Логин или email Регистрация Пароль Я забыл пароль


Войти при помощи:

Судебные дела / Зарубежная практика  / UNITED STATES of America v. Joseph P. MOSES, Appellant., United States Court of Appeals, Third Circuit., 148 F.3d 277, No. 96-3632., July 9, 1998

UNITED STATES of America v. Joseph P. MOSES, Appellant., United States Court of Appeals, Third Circuit., 148 F.3d 277, No. 96-3632., July 9, 1998

24.06.2008  

UNITED STATES of America v. Joseph P. MOSES, Appellant.

United States Court of Appeals, Third Circuit.

148 F.3d 277

No. 96-3632.

July 9, 1998.

Argued Jan. 26, 1998.

Decided July 9, 1998.

J. Alan Johnson (Argued), Pittsburgh, PA, for Appellant.

Linda L. Kelly, United States Attorney, James Y. Garrett (Argued), Assistant U.S. Attorney, Pittsburgh, PA, for Appellee.

Before: MANSMANN, COWEN, and ALITO, Circuit Judges.

OPINION OF THE COURT

ALITO, Circuit Judge:

Joseph Moses appeals his criminal convictions for willfully failing to file corporate tax returns, willfully filing false personal tax returns, and conspiring to defraud the United States by obstructing the lawful functions of the Internal Revenue Service (IRS).
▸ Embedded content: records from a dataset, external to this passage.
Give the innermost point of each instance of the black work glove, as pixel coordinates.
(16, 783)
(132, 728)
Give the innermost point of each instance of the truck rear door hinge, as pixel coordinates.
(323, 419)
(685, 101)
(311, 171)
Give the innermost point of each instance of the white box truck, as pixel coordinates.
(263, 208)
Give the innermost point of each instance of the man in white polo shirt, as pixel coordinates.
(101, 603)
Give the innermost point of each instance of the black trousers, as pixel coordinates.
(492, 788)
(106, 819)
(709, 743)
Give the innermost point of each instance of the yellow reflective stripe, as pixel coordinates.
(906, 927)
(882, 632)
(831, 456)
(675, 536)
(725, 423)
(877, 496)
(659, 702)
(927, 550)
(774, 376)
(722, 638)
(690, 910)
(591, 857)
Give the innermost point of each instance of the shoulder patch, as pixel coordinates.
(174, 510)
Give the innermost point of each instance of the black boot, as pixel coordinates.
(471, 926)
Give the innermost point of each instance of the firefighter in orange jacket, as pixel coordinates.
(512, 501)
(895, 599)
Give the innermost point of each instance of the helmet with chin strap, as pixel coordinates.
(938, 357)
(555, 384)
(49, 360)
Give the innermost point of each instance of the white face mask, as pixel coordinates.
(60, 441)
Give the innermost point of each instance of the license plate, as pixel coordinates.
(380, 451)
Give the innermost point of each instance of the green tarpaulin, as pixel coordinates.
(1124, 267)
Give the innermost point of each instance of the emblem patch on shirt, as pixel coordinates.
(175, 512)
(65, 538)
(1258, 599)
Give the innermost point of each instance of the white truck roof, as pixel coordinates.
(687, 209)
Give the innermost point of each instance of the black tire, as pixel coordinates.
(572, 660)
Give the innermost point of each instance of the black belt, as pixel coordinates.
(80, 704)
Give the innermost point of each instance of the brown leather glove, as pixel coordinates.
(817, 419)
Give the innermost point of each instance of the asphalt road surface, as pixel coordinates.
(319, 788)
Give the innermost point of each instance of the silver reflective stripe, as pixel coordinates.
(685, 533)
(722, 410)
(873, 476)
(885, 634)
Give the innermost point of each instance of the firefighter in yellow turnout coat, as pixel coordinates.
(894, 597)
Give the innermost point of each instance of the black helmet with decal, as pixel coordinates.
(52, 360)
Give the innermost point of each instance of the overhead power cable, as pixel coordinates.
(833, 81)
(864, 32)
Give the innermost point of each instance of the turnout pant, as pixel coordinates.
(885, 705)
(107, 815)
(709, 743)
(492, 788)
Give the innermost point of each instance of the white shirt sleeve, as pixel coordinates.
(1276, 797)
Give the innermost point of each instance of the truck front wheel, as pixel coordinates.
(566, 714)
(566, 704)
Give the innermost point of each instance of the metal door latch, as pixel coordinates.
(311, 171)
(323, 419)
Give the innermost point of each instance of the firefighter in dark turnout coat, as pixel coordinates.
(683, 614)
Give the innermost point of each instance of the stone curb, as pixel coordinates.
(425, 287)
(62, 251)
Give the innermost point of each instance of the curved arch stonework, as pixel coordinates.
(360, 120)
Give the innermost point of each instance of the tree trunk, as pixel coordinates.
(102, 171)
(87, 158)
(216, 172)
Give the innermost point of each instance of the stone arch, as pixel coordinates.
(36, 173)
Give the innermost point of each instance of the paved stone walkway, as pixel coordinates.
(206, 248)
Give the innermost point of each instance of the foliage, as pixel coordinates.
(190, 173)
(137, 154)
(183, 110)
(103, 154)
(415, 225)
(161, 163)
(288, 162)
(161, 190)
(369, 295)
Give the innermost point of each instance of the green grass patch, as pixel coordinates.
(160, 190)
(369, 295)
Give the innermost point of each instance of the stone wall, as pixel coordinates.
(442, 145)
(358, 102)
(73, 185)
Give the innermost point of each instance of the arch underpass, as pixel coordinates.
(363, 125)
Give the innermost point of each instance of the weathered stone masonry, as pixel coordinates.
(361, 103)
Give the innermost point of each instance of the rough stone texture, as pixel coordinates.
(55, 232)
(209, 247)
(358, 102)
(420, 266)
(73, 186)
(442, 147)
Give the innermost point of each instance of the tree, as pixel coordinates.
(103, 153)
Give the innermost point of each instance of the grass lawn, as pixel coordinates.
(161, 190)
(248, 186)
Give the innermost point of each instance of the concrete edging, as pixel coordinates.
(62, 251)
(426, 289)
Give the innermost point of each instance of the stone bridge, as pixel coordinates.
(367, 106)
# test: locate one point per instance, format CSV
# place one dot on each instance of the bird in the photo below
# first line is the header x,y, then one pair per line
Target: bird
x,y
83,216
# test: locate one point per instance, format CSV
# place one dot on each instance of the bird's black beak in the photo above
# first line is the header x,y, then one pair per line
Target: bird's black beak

Moses assigns as error the district court's denial of his post-trial motion for a judgment of acquittal, as well as its admission of certain hearsay statements. We affirm.

I

While Director of the Allegheny County Maintenance Department, Joseph Moses accepted kickbacks from Edmond Gaudelli, a commercial vendor who did business with the County. These kickbacks were routed through Catherine Jean Ronschke, an employee of the Department, to conceal the source and nature of the payments. With the aid of the kickbacks from Gaudelli, Moses was able to meet the financial obligations of Sadies Place, Inc., a private corporation he had formed in 1985. Between 1985 and 1993, Moses failed to file several corporate tax returns for Sadies Place and failed to report his kickback income on his personal tax returns. Meanwhile, Gaudelli deducted the kickbacks as business expenses on his returns. When called before a grand jury in May 1994 to discuss these matters, Gaudelli and Ronschke both made false statements regarding their financial dealings with Moses.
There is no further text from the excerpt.